The mutation is a „gain of function” mutation; the receptor stays active without ligand as well. The mutation arises usually as new mutation and it shows strong correlation with the age of the father.

5.4.3.2. Familial hypercholesterolemia: it is a relatively frequent disease with a prevalence of 1:500. The severeness of the symptoms depends on whether the genotype is homozygous or heterozygous. More than 100 mutations have been identified in the gene of LDL receptor- this is a case of multiplex allelism.

5.4.3.3. Polycystic kidney disease: with a prevalence of 1:800, it is the most frequent AD disease. The disease is connected to the malfunction of a receptor-ion channel complex that consists of two polycyistin proteins, regulating G-protein signalization and a membrane bound Ca++ channel. PKD1 gene codes for protein Polycystin1 and PKD2 gene for Polycystin2. 80% of the mutations hit the first gene. The onset of the disease is in early or late adulthood, it shows variability even in the same family regarding both the time of the onset and the severeness of the symptoms. The differences depend on environmental factors, as infections can promote the development of the symptoms. As for genetic influence, the manifestation may depend on the site of the mutation in the affected allele. Additionally, the outcome of the disease is strongly influenced by modificator genes whose polymorphism further complicates the picture. Some polymorphisms of nitrogen-monoxide synthase (eNOS) induce an early and more severe development of the disease.

5.4.4. Mutations of the gene of a protein with a yet unknown function

5.4.4.1. Huntington Chorea: it is caused by a trinucleotide repeat expansion mutation.

The role of the huntingtin protein, coded by the healthy allele, has not been revealed yet.

A gain of malfunction appears with the increase of the number of CAG repeats. The increase of the repeat number occurs mostly in the paternal germline (see 5.3 and 5.4.1).

5.4.5. Mutation of Protooncogenes

See 5.6.

5.4.6. Pharmacogenetic diseases

There are some monogenic diseases which - despite their mutated genotype - get manifested only in the presence of particular inducing environmental effects. An older classification ranged pharmacogenetic diseases into the group of ecogenetic diseases.

The term „pharmacogenetic” is not exact either, as the inducing factors can be others than only medicaments.

5.4.6.1. Porfiria

The affected genes code for the enzymes of the steps of haeme and porphyrin synthesis.
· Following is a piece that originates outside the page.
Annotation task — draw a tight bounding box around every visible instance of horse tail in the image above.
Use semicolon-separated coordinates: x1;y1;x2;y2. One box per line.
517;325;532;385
Different types of Porfirias are distinguished, depending on the enzyme whose gene had

been mutated in the cascade. The inheritance pattern is mostly autosomal dominant, rarely recessive. Although the mutated alleles are present in the patients, they do not lead to phenotypic appearance unless certain specific environmental factors induce the manifestation of the disease. These factors are from different origins: drugs, alcohol, steroids (for example contraceptives) stress, starvation, light, etc. The classification of Porfirias in internal medicine and their biochemical background will not be discussed in this chapter. Instead, once more, we intend to draw attention to the fact that genes per se are not „omnipotent” and although the monogenic background is clarified, the inheritance pattern of this disease differs significantly from the classical Mendelian schema.

5.4.6.2. Malignant hyperthermia

The disease can be caused by the mutation of at least six different genes. Mutations of CACNA1S and RYR1 (ryanodine receptor) genes are the most frequent. The product of CACNA1S gene regulates the function of ryanodine receptor. As ryanodine receptor regulates the function of Ca++ ion channels, the mutation of either CACNA1 or RYR1 genes results in the efflux of large amounts of Ca++ ions from the sarcoplasmic reticulum to the cytosol due to the faster opening and slower closing of the ion channels.

The increased Ca++ ion concentration causes increased muscle contraction and increased heat production, resulting in unquenchable high fever and even death. This is indeed a pharmacogenic disease as it is exclusively triggered by drugs, namely by those that are commonly used as general anesthetics.